We have Time(Card5) > Time(Card8) in full-screen mode, because Card5 produces many unsettled reads unlike Card8 (see the first image).
Update
Question from the comment :
Any idea why 3 bytes works better than 8 bytes on your checkmark RyuJIT64?
Take a look at the asm code:
; RyuJIT-x64, C3 var c = cards3[i]; 00007FFEDF0CADCE mov r10,r9 00007FFEDF0CADD1 mov r11d,dword ptr [r10+8] 00007FFEDF0CADD5 cmp eax,r11d 00007FFEDF0CADD8 jae 00007FFEDF0CAE44 00007FFEDF0CADDA movsxd r11,eax 00007FFEDF0CADDD imul r11,r11,3 00007FFEDF0CADE1 lea r10,[r10+r11+10h] 00007FFEDF0CADE6 movzx r11d,byte ptr [r10] ; !!! 00007FFEDF0CADEA movzx r10d,byte ptr [r10+1] ; !!! ; RyuJIT-x64, C8 var c = cards8[i]; 00007FFEDF0CAE8C mov rdx,qword ptr [rcx+48h] 00007FFEDF0CAE90 mov r8d,dword ptr [rdx+8] 00007FFEDF0CAE94 cmp eax,r8d 00007FFEDF0CAE97 jae 00007FFEDF0CAF0C 00007FFEDF0CAE99 movsxd r8,eax 00007FFEDF0CAE9C mov rdx,qword ptr [rdx+r8*8+10h] ; !!! 00007FFEDF0CAEA1 mov qword ptr [rsp+28h],rdx ; !!!
In the case of C3 RyuJIT stores the target bytes in the register r11d , r10d ; in the case of C8 RyuJIT stores them on the stack ( qword ptr [rsp+28h] ).
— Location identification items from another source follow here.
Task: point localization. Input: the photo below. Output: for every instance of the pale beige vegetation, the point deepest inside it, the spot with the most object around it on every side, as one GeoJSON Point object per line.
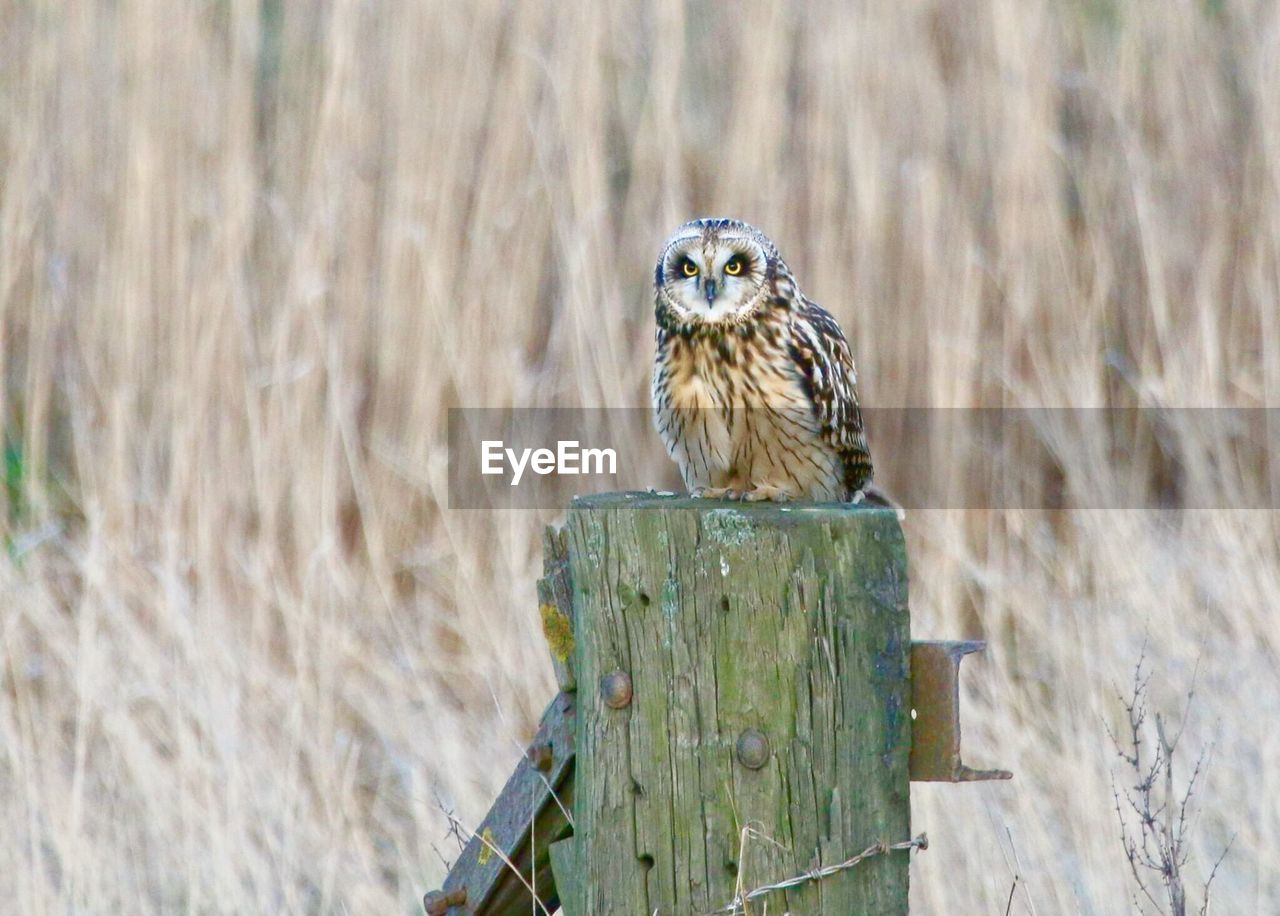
{"type": "Point", "coordinates": [251, 253]}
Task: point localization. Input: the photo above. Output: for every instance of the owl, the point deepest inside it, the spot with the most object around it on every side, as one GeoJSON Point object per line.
{"type": "Point", "coordinates": [753, 385]}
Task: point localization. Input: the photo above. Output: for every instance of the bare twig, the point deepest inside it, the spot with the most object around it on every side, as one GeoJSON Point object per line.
{"type": "Point", "coordinates": [739, 902]}
{"type": "Point", "coordinates": [1157, 846]}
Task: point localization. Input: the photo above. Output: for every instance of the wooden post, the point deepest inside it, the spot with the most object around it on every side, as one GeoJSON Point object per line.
{"type": "Point", "coordinates": [744, 706]}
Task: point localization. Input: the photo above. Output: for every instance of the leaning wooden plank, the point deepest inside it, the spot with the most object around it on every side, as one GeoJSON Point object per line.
{"type": "Point", "coordinates": [506, 864]}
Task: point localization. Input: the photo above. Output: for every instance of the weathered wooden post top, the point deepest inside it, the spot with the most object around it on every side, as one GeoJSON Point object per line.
{"type": "Point", "coordinates": [741, 711]}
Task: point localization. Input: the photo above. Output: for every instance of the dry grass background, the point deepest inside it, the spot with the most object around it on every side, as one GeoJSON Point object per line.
{"type": "Point", "coordinates": [251, 253]}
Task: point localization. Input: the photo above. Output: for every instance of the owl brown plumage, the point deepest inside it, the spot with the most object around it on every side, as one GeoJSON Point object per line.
{"type": "Point", "coordinates": [754, 388]}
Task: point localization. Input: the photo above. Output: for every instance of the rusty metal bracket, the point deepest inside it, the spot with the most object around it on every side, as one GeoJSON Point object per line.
{"type": "Point", "coordinates": [936, 714]}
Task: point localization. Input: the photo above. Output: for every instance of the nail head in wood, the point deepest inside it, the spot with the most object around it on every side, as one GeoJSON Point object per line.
{"type": "Point", "coordinates": [616, 690]}
{"type": "Point", "coordinates": [540, 755]}
{"type": "Point", "coordinates": [753, 749]}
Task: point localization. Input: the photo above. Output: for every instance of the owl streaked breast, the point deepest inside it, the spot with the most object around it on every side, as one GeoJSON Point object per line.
{"type": "Point", "coordinates": [754, 385]}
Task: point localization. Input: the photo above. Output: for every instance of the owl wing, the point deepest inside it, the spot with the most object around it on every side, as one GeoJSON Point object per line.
{"type": "Point", "coordinates": [827, 369]}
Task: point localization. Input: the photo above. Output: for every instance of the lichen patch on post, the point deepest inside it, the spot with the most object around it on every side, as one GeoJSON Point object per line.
{"type": "Point", "coordinates": [558, 631]}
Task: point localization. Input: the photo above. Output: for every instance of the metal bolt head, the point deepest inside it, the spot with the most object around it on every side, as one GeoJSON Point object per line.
{"type": "Point", "coordinates": [753, 749]}
{"type": "Point", "coordinates": [616, 690]}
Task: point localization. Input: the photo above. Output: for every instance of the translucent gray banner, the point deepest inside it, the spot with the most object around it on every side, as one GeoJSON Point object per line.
{"type": "Point", "coordinates": [926, 458]}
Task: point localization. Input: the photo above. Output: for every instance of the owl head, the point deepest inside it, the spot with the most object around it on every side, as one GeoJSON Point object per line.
{"type": "Point", "coordinates": [714, 273]}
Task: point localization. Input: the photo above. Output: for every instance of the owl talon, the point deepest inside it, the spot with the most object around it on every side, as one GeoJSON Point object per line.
{"type": "Point", "coordinates": [713, 493]}
{"type": "Point", "coordinates": [769, 494]}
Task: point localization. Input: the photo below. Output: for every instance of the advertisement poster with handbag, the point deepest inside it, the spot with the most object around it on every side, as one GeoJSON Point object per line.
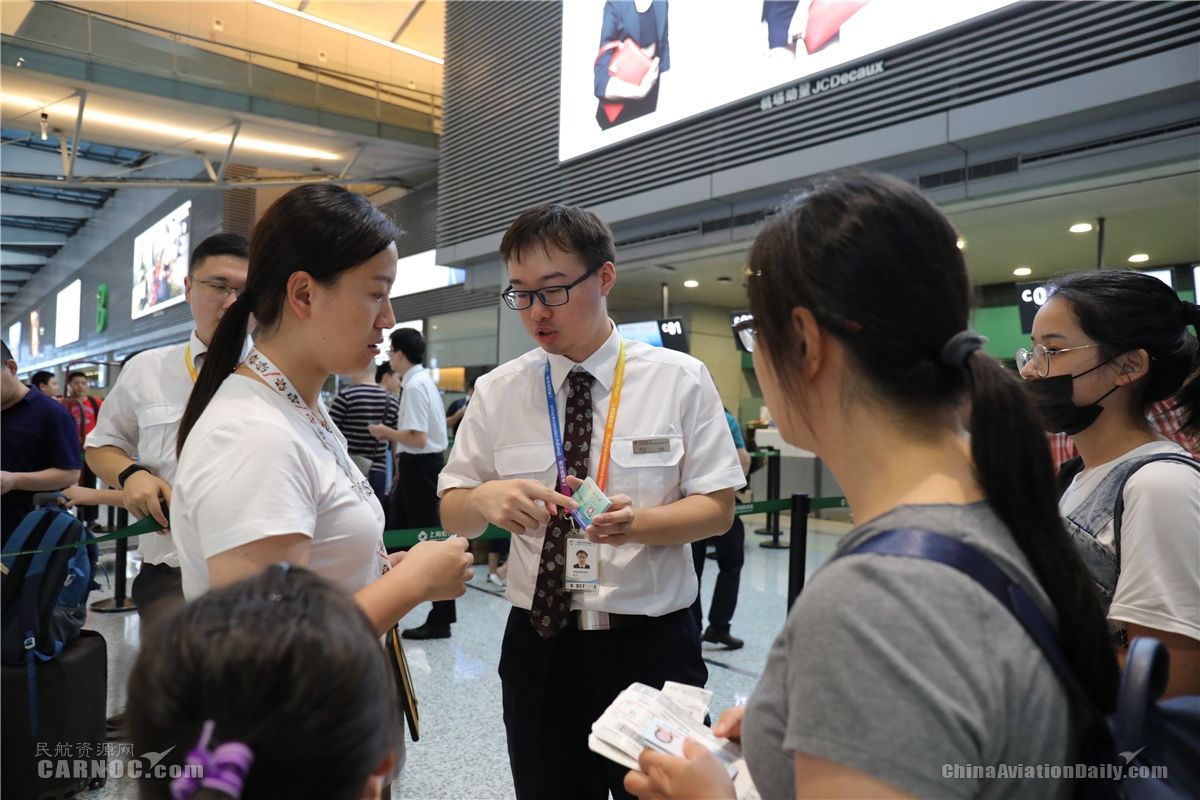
{"type": "Point", "coordinates": [634, 66]}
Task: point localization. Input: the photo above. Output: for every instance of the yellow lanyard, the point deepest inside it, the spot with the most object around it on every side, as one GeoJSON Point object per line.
{"type": "Point", "coordinates": [610, 425]}
{"type": "Point", "coordinates": [611, 421]}
{"type": "Point", "coordinates": [187, 362]}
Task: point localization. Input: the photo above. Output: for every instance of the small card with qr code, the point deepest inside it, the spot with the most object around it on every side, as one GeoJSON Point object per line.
{"type": "Point", "coordinates": [592, 503]}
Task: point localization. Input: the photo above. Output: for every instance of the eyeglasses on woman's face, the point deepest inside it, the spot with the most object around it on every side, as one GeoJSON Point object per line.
{"type": "Point", "coordinates": [556, 295]}
{"type": "Point", "coordinates": [1039, 356]}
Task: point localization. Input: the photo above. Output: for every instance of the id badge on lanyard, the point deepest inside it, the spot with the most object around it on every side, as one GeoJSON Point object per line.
{"type": "Point", "coordinates": [582, 554]}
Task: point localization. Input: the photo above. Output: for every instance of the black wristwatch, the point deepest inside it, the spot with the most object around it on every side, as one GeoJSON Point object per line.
{"type": "Point", "coordinates": [129, 470]}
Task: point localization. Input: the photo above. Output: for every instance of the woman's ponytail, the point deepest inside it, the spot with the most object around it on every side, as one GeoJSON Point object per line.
{"type": "Point", "coordinates": [222, 358]}
{"type": "Point", "coordinates": [1014, 469]}
{"type": "Point", "coordinates": [1188, 397]}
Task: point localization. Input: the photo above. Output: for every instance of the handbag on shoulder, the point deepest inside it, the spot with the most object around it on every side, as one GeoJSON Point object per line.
{"type": "Point", "coordinates": [628, 62]}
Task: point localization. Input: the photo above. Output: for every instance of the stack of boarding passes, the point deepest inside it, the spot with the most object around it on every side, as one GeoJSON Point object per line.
{"type": "Point", "coordinates": [642, 717]}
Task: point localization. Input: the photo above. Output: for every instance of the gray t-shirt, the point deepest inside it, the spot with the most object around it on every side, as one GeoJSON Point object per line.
{"type": "Point", "coordinates": [905, 669]}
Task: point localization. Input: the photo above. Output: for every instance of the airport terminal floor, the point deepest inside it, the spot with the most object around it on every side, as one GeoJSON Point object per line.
{"type": "Point", "coordinates": [462, 750]}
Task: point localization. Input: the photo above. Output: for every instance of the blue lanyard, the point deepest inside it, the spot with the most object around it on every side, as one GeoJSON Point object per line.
{"type": "Point", "coordinates": [556, 434]}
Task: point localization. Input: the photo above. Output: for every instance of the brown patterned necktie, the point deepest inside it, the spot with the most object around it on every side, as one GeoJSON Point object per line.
{"type": "Point", "coordinates": [551, 600]}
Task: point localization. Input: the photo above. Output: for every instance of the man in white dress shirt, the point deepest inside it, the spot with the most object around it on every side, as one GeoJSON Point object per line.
{"type": "Point", "coordinates": [133, 444]}
{"type": "Point", "coordinates": [421, 440]}
{"type": "Point", "coordinates": [569, 649]}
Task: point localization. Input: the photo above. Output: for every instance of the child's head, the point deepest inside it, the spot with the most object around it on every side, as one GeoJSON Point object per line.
{"type": "Point", "coordinates": [283, 663]}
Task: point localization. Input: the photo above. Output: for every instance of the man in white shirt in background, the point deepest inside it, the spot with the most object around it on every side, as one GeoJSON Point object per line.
{"type": "Point", "coordinates": [132, 446]}
{"type": "Point", "coordinates": [671, 479]}
{"type": "Point", "coordinates": [421, 440]}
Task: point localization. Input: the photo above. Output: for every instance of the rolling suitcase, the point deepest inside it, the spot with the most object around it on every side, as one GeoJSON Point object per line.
{"type": "Point", "coordinates": [72, 697]}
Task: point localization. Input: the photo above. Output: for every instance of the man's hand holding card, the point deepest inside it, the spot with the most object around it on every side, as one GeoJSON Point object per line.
{"type": "Point", "coordinates": [612, 523]}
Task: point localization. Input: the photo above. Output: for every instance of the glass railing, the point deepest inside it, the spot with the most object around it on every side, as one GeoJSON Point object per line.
{"type": "Point", "coordinates": [157, 52]}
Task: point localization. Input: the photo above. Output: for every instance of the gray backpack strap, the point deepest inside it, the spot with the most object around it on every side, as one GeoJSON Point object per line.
{"type": "Point", "coordinates": [1119, 509]}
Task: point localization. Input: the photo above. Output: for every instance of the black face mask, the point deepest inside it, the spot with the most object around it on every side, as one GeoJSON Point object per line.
{"type": "Point", "coordinates": [1053, 396]}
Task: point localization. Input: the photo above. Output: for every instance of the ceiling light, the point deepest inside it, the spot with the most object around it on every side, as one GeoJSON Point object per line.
{"type": "Point", "coordinates": [345, 29]}
{"type": "Point", "coordinates": [178, 133]}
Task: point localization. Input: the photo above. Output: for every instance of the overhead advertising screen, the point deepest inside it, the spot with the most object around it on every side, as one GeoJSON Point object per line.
{"type": "Point", "coordinates": [160, 263]}
{"type": "Point", "coordinates": [634, 66]}
{"type": "Point", "coordinates": [66, 314]}
{"type": "Point", "coordinates": [658, 332]}
{"type": "Point", "coordinates": [421, 272]}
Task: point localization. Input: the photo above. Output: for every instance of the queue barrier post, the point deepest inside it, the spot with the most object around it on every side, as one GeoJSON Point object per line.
{"type": "Point", "coordinates": [118, 602]}
{"type": "Point", "coordinates": [773, 483]}
{"type": "Point", "coordinates": [797, 560]}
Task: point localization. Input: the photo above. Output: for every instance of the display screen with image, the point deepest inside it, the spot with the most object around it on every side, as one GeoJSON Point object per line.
{"type": "Point", "coordinates": [633, 66]}
{"type": "Point", "coordinates": [160, 263]}
{"type": "Point", "coordinates": [66, 314]}
{"type": "Point", "coordinates": [658, 332]}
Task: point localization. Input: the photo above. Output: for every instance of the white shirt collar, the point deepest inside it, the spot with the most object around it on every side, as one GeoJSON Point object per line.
{"type": "Point", "coordinates": [199, 348]}
{"type": "Point", "coordinates": [412, 373]}
{"type": "Point", "coordinates": [601, 364]}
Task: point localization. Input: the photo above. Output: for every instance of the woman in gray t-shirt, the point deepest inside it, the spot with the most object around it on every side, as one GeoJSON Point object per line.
{"type": "Point", "coordinates": [899, 677]}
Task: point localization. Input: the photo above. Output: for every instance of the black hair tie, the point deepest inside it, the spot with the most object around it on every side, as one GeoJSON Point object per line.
{"type": "Point", "coordinates": [1191, 314]}
{"type": "Point", "coordinates": [959, 348]}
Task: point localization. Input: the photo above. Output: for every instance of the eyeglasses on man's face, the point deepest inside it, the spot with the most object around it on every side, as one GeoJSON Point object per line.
{"type": "Point", "coordinates": [220, 288]}
{"type": "Point", "coordinates": [1039, 356]}
{"type": "Point", "coordinates": [520, 299]}
{"type": "Point", "coordinates": [747, 334]}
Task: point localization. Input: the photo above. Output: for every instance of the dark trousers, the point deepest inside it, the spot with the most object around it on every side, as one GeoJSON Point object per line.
{"type": "Point", "coordinates": [89, 513]}
{"type": "Point", "coordinates": [730, 558]}
{"type": "Point", "coordinates": [378, 480]}
{"type": "Point", "coordinates": [555, 689]}
{"type": "Point", "coordinates": [157, 590]}
{"type": "Point", "coordinates": [414, 504]}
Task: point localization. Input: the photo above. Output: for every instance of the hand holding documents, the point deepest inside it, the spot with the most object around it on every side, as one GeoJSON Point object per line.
{"type": "Point", "coordinates": [643, 717]}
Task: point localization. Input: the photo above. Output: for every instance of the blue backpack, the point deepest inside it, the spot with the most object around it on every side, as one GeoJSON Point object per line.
{"type": "Point", "coordinates": [1149, 747]}
{"type": "Point", "coordinates": [45, 594]}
Explanation: the current version of RyuJIT (v4.6.1080.0 in my case) performs scalar replacement for structures with no more than four fields (see coreclr # 6839 ). Thus, RyuJIT C5 , C6 , C7 and C8 performance is worse than C2 , C3 , C4 performance. Be careful: this behavior may be changed in future versions of RyuJIT.